Re: IWL errors when reading PCI config through /sys

Jan Šídlo <me@xxxxxxxxx> · Tue, 05 Nov 2024 01:24:59 +0100

On Mon, 2024-11-04 at 17:33 -0600, Bjorn Helgaas wrote:
> It *should* be safe to read "config" from sysfs at any time, and also
> to write to the ASPM "policy" module parameter file at any time, but
> there could be bugs there.
> 
> When you say "crash", I guess you mean all the iwlwifi error logging
> and the WARN_ON() stacktraces, right?   I don't see an actual oops or
> panic in the logs yet.

There is no crash in form of an oops from the kernel fortunately :) But the WLAN card stops talking & IWL
driver is not able to recover. Only shutdown fixes the issue. I did not try just reboot to be honest as I
thought that full powercycle is necessary to properly reset the device - but I can try tomorrow if necessary.

> I assume none of these happen unless you are running your script or
> writing the "policy" parameter?  Does the problem happen if you *only*
> run your script to scrape the info from "config"?  What about if you
> *only* update the "policy" parameter?

The error does not happen if I read the config - I tested that properly. Without touching the ASPM policy the
script is able to run without any problems. And also I can trigger the bug immediately when I write
"powersave" to the ASPM policy without the script.
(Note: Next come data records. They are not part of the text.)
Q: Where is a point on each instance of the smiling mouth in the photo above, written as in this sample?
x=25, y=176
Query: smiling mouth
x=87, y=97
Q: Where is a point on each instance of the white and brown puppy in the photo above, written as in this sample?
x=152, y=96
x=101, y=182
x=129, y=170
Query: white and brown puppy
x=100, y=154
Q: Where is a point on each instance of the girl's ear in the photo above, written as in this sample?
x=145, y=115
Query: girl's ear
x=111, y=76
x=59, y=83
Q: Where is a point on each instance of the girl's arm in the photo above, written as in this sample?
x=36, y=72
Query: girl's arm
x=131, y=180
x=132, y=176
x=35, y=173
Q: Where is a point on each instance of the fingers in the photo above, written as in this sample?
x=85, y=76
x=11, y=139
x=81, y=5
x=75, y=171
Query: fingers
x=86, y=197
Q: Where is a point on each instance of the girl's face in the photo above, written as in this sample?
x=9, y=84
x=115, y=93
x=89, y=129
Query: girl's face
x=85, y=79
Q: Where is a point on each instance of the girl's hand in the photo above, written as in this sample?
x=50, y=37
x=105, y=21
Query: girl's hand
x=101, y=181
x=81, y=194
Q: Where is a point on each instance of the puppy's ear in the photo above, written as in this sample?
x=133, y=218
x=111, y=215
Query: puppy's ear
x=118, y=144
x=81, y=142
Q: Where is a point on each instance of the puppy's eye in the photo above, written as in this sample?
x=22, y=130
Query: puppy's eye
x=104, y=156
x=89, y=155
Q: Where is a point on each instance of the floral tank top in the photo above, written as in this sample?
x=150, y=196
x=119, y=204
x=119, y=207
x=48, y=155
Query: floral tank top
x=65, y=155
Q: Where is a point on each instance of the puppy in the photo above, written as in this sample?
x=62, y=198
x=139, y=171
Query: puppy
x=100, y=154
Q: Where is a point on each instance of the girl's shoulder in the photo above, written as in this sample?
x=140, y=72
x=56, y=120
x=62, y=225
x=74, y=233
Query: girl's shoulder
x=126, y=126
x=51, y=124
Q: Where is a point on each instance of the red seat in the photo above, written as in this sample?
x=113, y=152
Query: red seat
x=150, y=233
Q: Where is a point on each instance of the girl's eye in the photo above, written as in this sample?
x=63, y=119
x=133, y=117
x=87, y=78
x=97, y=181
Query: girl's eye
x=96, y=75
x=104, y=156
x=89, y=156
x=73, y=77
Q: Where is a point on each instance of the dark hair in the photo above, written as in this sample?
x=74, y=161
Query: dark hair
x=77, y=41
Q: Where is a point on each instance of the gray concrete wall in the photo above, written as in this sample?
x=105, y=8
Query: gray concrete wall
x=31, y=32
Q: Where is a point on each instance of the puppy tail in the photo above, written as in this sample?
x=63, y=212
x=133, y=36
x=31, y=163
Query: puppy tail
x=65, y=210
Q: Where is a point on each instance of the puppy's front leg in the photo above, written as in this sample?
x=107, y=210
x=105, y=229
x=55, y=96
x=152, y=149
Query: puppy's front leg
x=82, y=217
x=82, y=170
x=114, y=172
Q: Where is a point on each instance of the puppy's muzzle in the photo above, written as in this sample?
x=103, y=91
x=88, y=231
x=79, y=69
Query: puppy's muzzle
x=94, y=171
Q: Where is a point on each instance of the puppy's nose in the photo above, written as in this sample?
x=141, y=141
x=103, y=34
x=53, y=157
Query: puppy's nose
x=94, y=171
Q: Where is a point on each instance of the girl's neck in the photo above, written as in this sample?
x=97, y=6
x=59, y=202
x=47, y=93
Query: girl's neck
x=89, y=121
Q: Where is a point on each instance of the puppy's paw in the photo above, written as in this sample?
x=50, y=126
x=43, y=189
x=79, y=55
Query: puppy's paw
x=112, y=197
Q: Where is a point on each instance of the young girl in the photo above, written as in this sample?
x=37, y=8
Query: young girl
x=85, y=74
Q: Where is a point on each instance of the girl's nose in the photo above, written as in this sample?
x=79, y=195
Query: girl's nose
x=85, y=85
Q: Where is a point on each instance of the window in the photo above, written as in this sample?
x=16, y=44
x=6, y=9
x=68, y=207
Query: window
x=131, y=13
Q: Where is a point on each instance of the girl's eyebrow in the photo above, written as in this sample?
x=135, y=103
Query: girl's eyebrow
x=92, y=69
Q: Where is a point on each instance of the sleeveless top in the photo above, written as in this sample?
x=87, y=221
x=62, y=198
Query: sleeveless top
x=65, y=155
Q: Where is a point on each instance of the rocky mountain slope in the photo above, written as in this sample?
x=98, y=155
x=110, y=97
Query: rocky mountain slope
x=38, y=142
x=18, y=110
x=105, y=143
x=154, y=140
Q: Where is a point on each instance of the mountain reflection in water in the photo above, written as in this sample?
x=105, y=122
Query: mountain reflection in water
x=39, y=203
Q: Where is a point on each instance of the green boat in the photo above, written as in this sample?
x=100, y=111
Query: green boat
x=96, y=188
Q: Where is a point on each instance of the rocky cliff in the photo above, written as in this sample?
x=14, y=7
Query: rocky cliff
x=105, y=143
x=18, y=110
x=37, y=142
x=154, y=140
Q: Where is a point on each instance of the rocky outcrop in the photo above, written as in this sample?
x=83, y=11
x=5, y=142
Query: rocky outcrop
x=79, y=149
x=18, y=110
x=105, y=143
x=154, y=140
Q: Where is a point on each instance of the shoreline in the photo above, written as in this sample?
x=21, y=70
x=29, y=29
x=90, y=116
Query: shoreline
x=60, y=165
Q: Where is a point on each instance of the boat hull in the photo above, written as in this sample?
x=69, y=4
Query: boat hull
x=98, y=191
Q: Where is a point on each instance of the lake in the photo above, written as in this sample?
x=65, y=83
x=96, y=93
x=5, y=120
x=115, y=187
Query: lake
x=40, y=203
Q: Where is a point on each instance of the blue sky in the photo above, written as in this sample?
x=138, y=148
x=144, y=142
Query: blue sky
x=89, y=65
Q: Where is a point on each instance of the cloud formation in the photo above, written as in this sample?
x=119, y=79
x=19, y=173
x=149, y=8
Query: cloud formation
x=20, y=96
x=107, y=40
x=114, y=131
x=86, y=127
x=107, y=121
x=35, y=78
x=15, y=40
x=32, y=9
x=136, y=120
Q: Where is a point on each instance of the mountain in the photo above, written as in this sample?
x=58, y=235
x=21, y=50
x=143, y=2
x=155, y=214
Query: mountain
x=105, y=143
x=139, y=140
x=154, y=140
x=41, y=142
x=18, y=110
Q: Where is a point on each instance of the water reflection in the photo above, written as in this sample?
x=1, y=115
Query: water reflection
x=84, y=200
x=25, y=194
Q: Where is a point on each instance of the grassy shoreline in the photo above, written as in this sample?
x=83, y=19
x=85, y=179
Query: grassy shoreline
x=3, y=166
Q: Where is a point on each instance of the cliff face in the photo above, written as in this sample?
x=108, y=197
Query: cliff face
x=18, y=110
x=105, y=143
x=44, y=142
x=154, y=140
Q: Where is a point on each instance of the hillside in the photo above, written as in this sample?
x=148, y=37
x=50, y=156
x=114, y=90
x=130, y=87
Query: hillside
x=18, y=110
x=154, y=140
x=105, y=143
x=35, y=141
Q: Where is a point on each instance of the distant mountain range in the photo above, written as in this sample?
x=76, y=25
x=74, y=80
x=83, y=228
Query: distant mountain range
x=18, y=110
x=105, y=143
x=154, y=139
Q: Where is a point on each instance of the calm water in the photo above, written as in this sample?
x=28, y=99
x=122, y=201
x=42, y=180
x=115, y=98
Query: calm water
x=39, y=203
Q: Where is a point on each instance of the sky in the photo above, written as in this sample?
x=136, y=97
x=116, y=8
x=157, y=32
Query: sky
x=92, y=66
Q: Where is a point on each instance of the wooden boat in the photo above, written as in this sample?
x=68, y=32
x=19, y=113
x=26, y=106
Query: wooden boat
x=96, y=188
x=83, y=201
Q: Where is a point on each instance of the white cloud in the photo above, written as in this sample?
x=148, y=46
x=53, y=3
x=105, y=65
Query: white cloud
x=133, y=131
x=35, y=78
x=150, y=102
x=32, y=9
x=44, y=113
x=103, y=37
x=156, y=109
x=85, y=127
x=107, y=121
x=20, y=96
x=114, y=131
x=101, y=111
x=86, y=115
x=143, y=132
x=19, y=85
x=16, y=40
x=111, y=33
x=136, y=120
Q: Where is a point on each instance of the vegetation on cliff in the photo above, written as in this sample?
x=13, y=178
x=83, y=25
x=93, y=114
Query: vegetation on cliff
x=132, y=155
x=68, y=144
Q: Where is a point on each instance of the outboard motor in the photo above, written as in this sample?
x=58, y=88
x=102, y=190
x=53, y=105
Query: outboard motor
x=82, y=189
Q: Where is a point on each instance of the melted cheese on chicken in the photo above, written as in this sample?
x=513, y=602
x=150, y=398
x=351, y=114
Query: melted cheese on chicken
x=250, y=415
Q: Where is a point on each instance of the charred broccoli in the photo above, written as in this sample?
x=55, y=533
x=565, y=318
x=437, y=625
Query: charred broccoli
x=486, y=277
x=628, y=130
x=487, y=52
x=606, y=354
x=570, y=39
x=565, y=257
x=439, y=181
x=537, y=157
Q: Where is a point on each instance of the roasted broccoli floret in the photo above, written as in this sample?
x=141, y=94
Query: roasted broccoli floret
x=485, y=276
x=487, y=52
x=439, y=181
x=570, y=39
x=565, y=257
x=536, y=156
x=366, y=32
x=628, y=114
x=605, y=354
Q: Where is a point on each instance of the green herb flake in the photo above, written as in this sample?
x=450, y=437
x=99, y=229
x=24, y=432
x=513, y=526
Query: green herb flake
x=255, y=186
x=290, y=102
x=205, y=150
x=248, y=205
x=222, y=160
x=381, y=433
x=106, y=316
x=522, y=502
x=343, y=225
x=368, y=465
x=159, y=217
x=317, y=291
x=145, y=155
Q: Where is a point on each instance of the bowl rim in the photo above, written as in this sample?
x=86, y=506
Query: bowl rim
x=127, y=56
> Emmanuel is right; the iwlwifi logging (e.g., "iwlwifi 0000:04:00.0:
> 0xFFFFFFFF | ADVANCED_SYSASSERT") sure looks like reads from the
> device are failing so we get ~0 data.  I'm guessing those come from a
> BAR, so the BAR could be disabled or the device might not be
> responding e.g., if it is in a low-power state (D1, D2, D3hot, D3cold)
> or being reset.

Device is reported being in D0 through the sysfs, but I'm not sure if that is really correct, because if I do
echo 1 > remove and rescan, the kernel complains about not being able to talk to the device. I can get the
exact error tomorrow if you'd like.

> I don't know whether iwlwifi checks for any PCIe failures like this.
> I see iwl_trans_is_hw_error_value(), but that must be for some
> iwlwifi-specific error thing, not for PCIe errors, because it checks
> for things like 0xa5a5a5a0.  For PCIe errors, we would see ~0
> (0xffffffff).
> 
> My guess is that all the other WARN()s and stacktraces are just a
> consequence of trying to do things to a device that isn't responding.

You are probably right, Emmanuel did mention similar thing - that these errors are typically thrown around
when the iwl driver cannot talk to the card (at all).

> > I have tried two different kernel versions (6.11.5 and 6.10.10), two
> > different WLAN cards (BE200NGW and AX211NGW) and multiple versions
> > of firmware for the cards. The error is still present, so I would
> > say I'd need to dig deeper, but I'm not really familiar with PCI
> > subsystem and how to debug it efficiently given the amount of data
> > going through.
> > 
> > What can I do to debug this issue further?
> > 
> > 1 - https://bugzilla.kernel.org/show_bug.cgi?id=219457
> 
> Any clue if this is a regression?  Seems like a common device and we
> should have lots of reports.  That would suggest something related to
> scraping the "config" file or updating ASPM "policy" at runtime.  So
> I'd say the first step is to confirm that one or both of those is
> implicated.

Updating policy definitely triggers this (at least on my ZBook) reliably. Scraping config is fine, I wrongly
thought it was the problem (mea culpa) :)

TLP (common power management tool for laptops) can also write this policy, but I don't know if it is enabled
by default (I believe it is not) so that might be the reason there are not lots of these reports.

I also believe that I did not encounter this error when I was using TLP on this laptop earlier - and I *had*
this policy enabled. However I stopped using TLP some time ago (unfortunately I can't remember when exactly)
and switched to a set of custom scripts when I was trying to hunt down the shallow cstates/bad S0ix residency.

I saw "queue Y is stuck" quite often, but these were not annoying enough to make me dig deeper as the iwl
would recover from this with just few second long outage.

I'm not sure yet if this is a regression, but I can test out few older kernel versions. Gentoo still has 5.10
and up so it should not be that hard to try out if you think it will help. :)

Thanks for your time!

Jan